Sunday, September 15, 2013

Working on Normal

Having lived alone in a dark cave for twenty-three years, I've picked up bad habits that don’t translate well in urban society—in any society for that matter.  Rousseau was absolutely wrong: civilization doesn’t corrupt and nature isn’t blissful.  I’m finding it hard to adapt as I exit one world and enter another.  You see, my friend, I landed this great teaching job a couple of years ago and I desperately want to fit in.  Problem is, I’m still not ready for public consumption.  We all have hang-ups; we all have peccadillos.  (I once ran over a peccadillo on a Kentucky highway, yet I still have my flaws.)  But I’ve been disturbing my colleagues at the office because I talk to myself, sigh loudly, grumble, and grunt.  One of the administrators, a pleasant young woman with ostensibly good intentions, had the audacity to come over to my cubicle and bring these outbursts to my attention.  Listen, when you’ve lived in a cave for over two decades, you learn to entertain yourself.  I tell people that I don’t talk to myself per se; rather, I’m working through issues or testing how something might sound in the classroom or on the stage.   Such explanations don’t matter, however.  I’m just the guy who talks to himself.

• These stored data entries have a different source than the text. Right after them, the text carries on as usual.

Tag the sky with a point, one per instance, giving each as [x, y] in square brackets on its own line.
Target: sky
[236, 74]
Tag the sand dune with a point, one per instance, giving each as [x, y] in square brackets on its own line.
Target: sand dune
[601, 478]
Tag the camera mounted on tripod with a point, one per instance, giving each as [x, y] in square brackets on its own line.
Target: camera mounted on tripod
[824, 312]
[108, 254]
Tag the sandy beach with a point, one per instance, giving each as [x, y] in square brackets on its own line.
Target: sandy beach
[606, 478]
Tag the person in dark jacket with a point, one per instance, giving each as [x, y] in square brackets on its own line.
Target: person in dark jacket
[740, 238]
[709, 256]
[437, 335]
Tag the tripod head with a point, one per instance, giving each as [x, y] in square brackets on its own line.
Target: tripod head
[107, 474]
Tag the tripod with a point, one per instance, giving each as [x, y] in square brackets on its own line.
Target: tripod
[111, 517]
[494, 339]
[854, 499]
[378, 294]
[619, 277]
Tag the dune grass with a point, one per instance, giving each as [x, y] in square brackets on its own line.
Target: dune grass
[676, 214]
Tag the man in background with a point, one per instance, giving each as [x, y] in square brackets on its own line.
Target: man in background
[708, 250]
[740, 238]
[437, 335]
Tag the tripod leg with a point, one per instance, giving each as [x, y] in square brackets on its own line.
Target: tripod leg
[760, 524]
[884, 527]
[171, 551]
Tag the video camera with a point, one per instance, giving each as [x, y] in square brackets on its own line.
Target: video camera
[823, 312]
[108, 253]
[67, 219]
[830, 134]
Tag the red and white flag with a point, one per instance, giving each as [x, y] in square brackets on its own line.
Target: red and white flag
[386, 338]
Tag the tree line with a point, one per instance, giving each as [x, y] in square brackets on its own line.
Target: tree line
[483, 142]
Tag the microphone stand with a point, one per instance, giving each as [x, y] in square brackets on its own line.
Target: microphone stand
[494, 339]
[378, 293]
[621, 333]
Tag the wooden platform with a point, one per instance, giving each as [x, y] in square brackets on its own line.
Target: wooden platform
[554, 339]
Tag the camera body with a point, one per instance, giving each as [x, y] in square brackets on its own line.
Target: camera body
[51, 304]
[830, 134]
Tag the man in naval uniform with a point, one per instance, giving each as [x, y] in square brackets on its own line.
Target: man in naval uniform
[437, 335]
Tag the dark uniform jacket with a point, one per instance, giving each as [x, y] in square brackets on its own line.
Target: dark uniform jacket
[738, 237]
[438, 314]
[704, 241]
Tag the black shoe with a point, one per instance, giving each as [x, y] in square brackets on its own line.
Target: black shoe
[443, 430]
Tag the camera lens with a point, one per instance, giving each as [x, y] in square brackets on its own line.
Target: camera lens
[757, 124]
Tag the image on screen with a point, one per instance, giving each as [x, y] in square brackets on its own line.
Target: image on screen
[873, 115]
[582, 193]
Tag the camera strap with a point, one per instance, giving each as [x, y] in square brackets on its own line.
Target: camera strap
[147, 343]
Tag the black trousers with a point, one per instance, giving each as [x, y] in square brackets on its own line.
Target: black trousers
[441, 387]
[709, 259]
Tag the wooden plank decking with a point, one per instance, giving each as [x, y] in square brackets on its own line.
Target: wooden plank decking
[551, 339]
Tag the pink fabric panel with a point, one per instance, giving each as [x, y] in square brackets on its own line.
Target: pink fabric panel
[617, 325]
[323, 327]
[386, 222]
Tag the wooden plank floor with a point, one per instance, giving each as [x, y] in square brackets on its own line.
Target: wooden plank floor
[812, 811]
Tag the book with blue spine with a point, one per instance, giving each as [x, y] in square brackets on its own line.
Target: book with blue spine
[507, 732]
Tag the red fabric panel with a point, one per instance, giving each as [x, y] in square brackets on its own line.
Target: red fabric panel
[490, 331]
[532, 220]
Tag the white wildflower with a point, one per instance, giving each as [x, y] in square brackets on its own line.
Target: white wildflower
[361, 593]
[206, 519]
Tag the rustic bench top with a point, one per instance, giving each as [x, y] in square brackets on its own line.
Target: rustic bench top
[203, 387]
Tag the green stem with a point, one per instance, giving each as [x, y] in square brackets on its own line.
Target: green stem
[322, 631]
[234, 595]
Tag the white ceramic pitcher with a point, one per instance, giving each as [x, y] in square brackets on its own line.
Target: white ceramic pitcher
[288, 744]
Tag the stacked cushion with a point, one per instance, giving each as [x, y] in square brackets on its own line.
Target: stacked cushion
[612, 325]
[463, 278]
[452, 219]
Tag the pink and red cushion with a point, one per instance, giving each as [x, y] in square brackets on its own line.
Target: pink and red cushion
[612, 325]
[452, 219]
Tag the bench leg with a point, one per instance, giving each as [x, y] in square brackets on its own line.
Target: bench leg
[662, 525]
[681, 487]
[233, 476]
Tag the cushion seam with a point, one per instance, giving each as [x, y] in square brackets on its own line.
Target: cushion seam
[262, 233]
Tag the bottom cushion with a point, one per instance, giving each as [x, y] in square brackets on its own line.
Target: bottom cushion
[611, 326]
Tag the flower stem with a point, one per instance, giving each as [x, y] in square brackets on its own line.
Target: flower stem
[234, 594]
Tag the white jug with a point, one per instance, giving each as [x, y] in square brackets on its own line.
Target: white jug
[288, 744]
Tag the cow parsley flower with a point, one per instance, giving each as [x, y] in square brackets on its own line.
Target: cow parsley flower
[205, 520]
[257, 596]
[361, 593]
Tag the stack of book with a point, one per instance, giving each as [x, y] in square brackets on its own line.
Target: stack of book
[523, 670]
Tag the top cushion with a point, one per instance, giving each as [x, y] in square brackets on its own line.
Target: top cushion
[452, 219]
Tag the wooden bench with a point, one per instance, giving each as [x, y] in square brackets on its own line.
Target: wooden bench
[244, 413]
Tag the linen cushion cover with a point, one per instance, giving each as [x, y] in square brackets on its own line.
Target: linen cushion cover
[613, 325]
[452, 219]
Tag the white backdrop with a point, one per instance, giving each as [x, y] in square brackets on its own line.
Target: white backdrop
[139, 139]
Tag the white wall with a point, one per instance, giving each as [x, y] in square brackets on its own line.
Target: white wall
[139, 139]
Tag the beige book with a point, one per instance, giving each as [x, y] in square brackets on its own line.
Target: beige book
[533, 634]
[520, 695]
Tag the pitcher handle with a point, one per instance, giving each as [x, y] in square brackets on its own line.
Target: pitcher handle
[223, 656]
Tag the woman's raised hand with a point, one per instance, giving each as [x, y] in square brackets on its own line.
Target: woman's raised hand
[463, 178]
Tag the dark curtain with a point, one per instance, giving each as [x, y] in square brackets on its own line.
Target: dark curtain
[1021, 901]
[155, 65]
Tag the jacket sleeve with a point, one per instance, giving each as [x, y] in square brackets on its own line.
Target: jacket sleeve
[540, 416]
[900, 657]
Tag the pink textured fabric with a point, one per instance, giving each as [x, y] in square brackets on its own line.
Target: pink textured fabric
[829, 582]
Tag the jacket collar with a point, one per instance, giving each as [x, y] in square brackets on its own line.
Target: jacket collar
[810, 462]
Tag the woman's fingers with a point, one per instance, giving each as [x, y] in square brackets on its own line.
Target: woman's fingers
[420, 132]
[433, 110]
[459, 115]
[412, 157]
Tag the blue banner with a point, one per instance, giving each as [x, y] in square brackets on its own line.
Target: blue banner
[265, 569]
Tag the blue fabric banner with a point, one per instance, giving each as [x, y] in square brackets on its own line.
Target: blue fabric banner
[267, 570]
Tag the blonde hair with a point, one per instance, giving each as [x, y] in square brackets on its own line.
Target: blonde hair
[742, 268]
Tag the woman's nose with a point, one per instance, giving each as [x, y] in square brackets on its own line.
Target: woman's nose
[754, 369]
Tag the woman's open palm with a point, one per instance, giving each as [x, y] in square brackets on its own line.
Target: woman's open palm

I was raised by a she-wolf out in the wild long before my cave years.  I yelp and scratch my crotch ferociously when things don’t go my way.  This ogre-like behavior has cost me friends.  Faculty steer clear of me and I worry that my job is on the line.  The tattooed guys at the local coffee shop look at me askance.  Who wants to serve an ogre coffee?  When I suckled my mom’s teat, along with her pups, little did I know that I was imbibing lifelong rustic habits.  During committee meetings I mimic the sounds of flatulence with my armpits.  I  still mark my territory when I’m at home.  Guests usually head for the door when they see my trousers starting to foam.  Yes, I’m rather uncouth, but please be patient: I’m working on normal.